There are two microphones on most Android devices and three on the iPhone. On the Android device there is one at the top edge of the phone and one on the bottom edge next to the charging port. On an iPhone there are three microphones, on the front panel at the top, one on the rear of the phone at the top and one on the bottom edge. These microphones are omni-directional microphones and pick up sound from all around the device. If you are trying to record the teacher or lecturer there will be a number of issues with just using the smartphones own microphone.

   1. Distance from the speaker- sound intensity drops according to the inverse square law- if a phone is twice as far away from the speaker as another phone, the sound intensity at the second phone is one quarter of the first phone.

inverse square law

   2. Poor room acoustics will distort any sound received at the phone’s microphone. Sound from the speaker will bounce off the walls, ceiling and floors and arrive a fraction of a second later than sound received directly from the speaker. It has had further to travel and thus arrives later at the phone’s microphone. So instead of getting a clear sound, there will be a spectrum of sound arriving at the microphone making the recording distorted.

   3. Noise between the speaker and the microphone will be picked up by the phone’s microphone. So the more people between the phone and the speaker the more noise will be picked up by the phone. Because the interfering sound is closer to the phone than the speaker it will be competing strongly in terms of volume as a result of the effect of the inverse square law.

    4. Noise to the side of the phone and behind the phone will also be picked up creating more interference.

To reduce the effect of this interference there are two solutions. 

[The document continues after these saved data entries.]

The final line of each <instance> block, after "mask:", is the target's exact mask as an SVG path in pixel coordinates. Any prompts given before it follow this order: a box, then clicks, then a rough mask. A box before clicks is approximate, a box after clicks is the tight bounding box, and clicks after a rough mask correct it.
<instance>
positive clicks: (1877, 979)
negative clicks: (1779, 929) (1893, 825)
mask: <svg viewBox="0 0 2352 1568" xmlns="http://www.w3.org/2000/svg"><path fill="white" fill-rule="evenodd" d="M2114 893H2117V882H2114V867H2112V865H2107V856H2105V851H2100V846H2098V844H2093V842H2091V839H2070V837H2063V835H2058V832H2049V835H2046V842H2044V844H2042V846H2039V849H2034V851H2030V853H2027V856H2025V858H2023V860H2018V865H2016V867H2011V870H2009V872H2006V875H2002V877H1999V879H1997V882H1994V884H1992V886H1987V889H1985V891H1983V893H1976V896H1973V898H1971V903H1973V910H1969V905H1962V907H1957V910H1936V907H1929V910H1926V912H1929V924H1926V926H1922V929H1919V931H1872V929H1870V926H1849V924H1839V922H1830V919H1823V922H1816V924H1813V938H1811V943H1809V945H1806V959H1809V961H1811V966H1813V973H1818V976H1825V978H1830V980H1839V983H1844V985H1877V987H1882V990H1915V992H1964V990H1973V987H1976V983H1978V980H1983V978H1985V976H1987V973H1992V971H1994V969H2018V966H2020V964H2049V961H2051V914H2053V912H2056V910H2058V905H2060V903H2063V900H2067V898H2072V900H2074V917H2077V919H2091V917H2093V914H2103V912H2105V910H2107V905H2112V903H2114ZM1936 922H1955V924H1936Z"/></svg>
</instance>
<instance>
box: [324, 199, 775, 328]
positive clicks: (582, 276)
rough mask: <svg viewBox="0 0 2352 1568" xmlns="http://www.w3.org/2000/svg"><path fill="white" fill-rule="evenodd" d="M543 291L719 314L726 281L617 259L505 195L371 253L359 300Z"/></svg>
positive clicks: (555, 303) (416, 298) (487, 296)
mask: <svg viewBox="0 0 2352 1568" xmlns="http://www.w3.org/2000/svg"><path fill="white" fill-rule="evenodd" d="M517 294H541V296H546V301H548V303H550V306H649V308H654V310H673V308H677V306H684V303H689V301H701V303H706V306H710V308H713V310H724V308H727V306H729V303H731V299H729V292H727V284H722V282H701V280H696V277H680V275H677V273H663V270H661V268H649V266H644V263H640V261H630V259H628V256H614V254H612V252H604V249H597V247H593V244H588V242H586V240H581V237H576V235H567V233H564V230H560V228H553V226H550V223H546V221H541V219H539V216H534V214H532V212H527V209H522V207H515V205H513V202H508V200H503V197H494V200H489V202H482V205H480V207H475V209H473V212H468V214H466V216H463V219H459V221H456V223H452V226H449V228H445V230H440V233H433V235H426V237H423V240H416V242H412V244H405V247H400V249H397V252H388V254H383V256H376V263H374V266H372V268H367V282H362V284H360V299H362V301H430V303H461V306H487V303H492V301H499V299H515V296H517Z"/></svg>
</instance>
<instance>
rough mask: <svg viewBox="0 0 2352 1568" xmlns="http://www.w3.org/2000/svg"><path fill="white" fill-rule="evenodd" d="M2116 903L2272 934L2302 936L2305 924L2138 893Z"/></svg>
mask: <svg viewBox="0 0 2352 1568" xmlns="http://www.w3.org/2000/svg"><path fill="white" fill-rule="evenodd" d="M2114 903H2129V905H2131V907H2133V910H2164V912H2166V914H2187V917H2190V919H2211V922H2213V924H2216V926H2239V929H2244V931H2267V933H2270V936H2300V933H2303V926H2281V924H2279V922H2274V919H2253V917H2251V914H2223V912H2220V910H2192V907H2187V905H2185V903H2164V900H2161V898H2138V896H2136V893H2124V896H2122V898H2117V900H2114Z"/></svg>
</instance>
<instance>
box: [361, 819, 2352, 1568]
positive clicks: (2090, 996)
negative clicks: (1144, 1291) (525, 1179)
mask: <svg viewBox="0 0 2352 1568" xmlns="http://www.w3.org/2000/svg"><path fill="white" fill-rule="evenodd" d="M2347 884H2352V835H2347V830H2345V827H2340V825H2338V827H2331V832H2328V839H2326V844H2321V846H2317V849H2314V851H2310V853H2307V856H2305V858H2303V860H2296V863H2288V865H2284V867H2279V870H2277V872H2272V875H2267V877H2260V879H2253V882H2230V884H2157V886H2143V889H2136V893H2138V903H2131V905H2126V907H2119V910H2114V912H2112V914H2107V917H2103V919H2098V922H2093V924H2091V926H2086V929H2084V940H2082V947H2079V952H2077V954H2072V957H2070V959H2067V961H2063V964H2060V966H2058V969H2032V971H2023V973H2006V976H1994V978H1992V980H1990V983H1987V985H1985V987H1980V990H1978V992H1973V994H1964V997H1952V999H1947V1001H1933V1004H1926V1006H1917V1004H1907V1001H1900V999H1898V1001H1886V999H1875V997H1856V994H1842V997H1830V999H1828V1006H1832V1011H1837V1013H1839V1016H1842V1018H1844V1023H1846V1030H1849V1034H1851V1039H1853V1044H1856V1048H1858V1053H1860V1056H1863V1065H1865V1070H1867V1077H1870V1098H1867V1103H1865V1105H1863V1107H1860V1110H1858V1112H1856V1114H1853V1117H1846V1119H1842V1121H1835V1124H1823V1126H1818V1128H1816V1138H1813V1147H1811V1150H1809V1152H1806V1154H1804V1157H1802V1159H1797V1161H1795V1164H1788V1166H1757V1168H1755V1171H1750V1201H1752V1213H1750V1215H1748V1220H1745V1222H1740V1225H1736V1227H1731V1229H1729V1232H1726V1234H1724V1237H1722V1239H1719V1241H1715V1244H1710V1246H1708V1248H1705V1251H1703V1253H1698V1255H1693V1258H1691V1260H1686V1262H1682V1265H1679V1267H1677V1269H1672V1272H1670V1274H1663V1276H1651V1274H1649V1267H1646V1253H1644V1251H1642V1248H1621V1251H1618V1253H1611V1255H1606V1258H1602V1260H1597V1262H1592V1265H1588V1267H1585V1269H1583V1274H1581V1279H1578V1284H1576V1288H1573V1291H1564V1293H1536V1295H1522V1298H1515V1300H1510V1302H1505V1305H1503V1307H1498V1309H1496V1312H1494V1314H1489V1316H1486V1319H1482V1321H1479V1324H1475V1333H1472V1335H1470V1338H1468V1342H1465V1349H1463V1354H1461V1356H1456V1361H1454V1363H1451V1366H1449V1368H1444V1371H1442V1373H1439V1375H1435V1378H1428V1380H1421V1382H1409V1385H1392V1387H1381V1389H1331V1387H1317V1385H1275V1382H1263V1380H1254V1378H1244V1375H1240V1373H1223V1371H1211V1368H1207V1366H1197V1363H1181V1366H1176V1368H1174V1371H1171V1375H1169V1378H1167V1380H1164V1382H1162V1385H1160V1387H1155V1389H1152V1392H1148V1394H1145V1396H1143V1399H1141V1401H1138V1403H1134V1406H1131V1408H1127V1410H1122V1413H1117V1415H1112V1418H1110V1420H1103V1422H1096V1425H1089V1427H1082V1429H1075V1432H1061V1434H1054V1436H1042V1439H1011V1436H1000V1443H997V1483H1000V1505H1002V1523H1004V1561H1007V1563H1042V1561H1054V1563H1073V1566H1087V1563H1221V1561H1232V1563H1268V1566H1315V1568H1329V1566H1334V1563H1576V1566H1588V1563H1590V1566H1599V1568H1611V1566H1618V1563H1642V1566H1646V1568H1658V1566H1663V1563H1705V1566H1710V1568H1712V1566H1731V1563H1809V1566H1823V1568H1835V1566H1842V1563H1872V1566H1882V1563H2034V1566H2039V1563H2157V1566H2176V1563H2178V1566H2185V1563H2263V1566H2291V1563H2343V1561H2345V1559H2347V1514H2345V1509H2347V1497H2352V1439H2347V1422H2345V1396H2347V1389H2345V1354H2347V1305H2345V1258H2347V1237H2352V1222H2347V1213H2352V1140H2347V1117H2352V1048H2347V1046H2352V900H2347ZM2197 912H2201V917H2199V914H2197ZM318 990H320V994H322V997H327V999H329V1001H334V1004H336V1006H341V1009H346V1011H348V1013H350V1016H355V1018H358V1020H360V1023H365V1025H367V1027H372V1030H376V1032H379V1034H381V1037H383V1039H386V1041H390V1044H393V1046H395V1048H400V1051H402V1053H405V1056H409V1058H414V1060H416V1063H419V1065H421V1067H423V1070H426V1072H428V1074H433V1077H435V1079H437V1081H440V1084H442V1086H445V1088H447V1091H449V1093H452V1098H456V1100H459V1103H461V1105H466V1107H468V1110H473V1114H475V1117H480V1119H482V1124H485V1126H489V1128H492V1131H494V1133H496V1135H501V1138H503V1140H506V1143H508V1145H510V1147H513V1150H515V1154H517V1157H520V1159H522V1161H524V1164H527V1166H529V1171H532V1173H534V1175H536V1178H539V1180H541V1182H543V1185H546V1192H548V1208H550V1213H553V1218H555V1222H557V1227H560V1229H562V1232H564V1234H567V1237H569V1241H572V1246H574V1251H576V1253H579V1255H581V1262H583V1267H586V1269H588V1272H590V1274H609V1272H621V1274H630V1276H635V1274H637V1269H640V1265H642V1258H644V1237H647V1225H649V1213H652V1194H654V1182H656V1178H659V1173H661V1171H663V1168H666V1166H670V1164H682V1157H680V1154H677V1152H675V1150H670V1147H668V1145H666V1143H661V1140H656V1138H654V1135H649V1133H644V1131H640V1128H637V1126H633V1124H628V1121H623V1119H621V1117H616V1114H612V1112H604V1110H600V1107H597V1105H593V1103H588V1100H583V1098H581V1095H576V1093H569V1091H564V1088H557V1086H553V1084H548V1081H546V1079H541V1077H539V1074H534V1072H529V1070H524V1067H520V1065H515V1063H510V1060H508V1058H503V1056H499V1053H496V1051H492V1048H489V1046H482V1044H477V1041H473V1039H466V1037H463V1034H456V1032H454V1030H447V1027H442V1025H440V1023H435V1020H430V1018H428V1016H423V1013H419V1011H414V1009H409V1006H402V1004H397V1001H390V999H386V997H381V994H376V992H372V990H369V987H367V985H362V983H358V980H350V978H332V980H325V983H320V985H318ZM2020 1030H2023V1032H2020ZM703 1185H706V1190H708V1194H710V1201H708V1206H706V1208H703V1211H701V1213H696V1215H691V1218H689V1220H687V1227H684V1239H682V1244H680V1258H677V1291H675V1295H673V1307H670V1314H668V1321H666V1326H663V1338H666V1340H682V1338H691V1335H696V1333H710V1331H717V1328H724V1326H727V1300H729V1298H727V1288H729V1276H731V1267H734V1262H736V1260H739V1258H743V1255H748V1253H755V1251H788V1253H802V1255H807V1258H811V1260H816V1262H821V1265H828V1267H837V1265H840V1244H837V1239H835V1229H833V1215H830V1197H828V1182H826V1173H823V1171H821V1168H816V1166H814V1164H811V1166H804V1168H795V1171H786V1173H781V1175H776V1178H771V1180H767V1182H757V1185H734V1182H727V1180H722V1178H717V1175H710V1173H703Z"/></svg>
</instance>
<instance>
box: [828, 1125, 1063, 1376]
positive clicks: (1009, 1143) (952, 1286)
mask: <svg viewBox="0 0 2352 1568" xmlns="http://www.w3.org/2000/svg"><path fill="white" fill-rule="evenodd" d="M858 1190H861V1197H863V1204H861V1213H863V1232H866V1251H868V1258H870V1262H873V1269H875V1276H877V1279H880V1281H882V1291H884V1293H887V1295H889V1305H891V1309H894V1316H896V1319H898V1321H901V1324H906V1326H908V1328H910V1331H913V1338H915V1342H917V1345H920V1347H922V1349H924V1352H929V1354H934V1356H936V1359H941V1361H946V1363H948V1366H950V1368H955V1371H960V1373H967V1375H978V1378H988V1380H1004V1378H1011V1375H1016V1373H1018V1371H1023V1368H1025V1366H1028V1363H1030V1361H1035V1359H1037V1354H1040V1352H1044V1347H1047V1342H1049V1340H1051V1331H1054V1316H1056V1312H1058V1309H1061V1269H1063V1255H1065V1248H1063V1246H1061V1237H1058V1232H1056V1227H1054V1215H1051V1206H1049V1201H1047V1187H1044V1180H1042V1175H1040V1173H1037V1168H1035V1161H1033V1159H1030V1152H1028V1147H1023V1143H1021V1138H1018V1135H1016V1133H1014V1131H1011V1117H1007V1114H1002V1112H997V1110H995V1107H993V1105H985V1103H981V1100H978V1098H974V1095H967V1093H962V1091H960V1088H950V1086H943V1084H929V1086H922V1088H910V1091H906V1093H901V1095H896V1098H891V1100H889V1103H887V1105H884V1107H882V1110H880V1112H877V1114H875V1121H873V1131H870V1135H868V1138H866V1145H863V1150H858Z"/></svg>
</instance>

   1. Using a directional microphone can greatly help the sound quality as it can be pointed at the speaker focussing on the direction from which the speaker’s voice is coming from. This will eliminate interference from the side and rear of the phone but will still be subject to noise between the speaker and the phone, and also to the effect of room acoustics. Directional microphones are relatively inexpensive so they are a cost effective solution which will improve the audio quality in a lecture hall or school classroom.

    2. Using a wireless microphone. A wireless microphone comprises a transmitter microphone and a receiver. The transmitter microphone can be placed next to or worn by the speaker and the receiver plugged into the phone using a special connecting cable. This largely overcomes the issues of distance between speaker and phone, the effect of poor room acoustics as the sound has only a short distance to travel before it reaches the wireless microphone, and interference from noise around the phone and between the phone and the speaker is eliminated. They are however, a lot more expensive than the standard directional microphone.

To connect a standard directional or wireless microphone to a smartphone requires an additional cable as the standard stereo plug supplied with most microphones does not work. The smartphone has a 4 pin connection which enables users to connect both audio out to a headset or earphones and a microphone input. However, a 4 pin or TRRS plug is required to make the connection. Conversor manufacture a range of cables and connectors which enable the connection of a range of directional and wireless microphones to a smartphone.